Onto the heap of DTV detritus you can now toss Night Teeth, a wildly generic, timidly un-exciting modern-day vampires-in-LA jalopy that’s just completely undistinguished, right down to it’s pink-purple-blue color palette that seemingly every straight-to-streaming piece of genre junk applies liberally these days. Tedious voiceover accompanied by bits of animation (shades of the somewhat more interesting Archenemy) inform us that there’s a truce in an ancient battle between humans and vampires (how novel!), and that, for some reason maybe only known to LA residents, the demilitarized zone in this conflict is the Boyle Heights neighborhood. Which is where we find Benny (Jorge Lendeborg Jr.), younger brother to Jay (Raúl Castillo); Benny wants to take over the world as a DJ/producer, while Jay makes a solid job of his own chauffeur service. One night, Benny subs in for Jay, who tells him all about the many rules of being a driver, but fails to tell his little bro that his clients that night are a pair of sexy babe vampires (Debby Ryan and Lucy Fry). Worse, these two bloodsuckers work for the vampire big bad Victor (Alfie Allen), who’s intent on breaking the human/vamp truce and seizing power. Also, Jay is a foot soldier in this war with a personal vendetta against Victor.

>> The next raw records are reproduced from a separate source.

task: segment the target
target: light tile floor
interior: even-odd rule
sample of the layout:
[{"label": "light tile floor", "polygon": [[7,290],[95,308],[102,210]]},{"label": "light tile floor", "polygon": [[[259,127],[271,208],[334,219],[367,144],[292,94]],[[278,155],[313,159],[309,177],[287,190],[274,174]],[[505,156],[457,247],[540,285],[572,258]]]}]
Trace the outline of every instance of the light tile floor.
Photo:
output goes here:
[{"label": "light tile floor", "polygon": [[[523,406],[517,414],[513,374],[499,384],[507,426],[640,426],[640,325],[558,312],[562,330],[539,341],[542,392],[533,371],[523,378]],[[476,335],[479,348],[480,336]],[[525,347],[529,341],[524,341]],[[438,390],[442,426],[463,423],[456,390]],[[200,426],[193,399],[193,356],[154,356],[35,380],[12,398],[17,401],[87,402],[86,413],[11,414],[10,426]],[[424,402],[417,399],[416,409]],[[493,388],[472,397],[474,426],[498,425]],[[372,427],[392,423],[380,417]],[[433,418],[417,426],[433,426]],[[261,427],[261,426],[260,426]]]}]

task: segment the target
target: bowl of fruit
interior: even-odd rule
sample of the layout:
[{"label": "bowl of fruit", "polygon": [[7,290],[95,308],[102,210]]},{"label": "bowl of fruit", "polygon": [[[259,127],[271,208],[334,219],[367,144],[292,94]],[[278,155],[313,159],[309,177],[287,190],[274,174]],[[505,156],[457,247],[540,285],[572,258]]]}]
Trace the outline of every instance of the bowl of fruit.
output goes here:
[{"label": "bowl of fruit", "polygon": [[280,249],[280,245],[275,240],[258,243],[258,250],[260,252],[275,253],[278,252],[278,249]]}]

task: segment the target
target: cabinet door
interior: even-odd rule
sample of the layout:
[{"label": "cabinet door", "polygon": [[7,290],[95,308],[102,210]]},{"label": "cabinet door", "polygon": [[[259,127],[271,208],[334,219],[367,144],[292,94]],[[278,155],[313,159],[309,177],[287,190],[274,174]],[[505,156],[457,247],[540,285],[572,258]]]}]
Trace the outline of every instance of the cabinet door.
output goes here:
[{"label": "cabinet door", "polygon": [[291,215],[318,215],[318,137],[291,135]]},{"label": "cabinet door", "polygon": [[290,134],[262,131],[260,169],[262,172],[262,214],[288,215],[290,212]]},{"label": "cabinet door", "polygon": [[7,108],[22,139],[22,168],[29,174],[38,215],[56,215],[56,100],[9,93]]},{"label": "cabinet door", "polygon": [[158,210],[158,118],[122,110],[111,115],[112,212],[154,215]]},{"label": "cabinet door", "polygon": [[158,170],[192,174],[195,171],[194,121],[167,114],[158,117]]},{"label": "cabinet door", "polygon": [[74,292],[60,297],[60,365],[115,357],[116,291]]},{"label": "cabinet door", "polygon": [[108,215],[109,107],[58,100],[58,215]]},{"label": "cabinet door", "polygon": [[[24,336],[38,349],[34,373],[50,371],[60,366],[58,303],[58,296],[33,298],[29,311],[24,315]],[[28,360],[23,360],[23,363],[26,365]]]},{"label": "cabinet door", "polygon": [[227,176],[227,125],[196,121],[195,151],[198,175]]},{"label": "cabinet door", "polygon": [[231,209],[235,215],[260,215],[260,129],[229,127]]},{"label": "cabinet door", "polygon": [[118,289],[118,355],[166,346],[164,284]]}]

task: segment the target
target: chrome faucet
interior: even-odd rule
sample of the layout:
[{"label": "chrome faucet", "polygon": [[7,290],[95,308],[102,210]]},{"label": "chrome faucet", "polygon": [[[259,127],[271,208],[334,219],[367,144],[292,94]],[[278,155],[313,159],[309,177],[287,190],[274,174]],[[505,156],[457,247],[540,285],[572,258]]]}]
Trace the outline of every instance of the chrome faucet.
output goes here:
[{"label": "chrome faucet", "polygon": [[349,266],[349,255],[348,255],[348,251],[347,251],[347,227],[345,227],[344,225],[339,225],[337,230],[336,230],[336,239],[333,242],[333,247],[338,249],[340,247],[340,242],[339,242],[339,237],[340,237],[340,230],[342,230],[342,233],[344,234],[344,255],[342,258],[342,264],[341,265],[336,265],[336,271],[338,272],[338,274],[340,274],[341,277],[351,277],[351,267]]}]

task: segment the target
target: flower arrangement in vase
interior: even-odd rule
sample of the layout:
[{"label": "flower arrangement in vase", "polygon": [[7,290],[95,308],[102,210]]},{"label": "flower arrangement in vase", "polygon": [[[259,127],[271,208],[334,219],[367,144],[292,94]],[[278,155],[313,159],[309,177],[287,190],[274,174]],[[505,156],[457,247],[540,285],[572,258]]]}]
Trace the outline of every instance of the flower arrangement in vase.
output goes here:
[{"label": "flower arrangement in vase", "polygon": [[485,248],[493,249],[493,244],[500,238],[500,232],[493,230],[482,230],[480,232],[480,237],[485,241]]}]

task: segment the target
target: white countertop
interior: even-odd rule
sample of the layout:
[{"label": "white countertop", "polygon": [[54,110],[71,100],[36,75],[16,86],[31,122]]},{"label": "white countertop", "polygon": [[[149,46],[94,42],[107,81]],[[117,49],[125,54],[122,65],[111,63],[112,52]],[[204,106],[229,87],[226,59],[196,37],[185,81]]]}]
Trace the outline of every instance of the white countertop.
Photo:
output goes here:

Most of Night Teeth‘s interminable 110 minutes involve Benny driving through a glowing Los Angeles while the two girls in the back drip innuendo and purr at him. When he’s not busy awkwardly straightening his tie, he surreptitiously trails them into nightclubs while we watch a bunch of people writhing and dancing in slow-motion. This happens at least five times. When the actual plot kicks in — Benny and one of the girls start to like each other, Victor and Jay move toward their final confrontation — something like an hour has gone by without a single significant incident or any discernable stylization or violence that’s even remotely memorable. The sole exception would be one solitary scene featuring Megan Fox and Sydney Sweeney as elder vampires who saucily and succinctly admonish Victor for his antics. Someone please give these women, especially Fox, some decent material instead of this utter pablum that plays like someone made an entire movie based on the voiceover and opening blood-nightclub scene in Blade but without the cool part. This effort isn’t worthy of their talents.
You can currently stream Adam Randall’s Night Teeth on Netflix.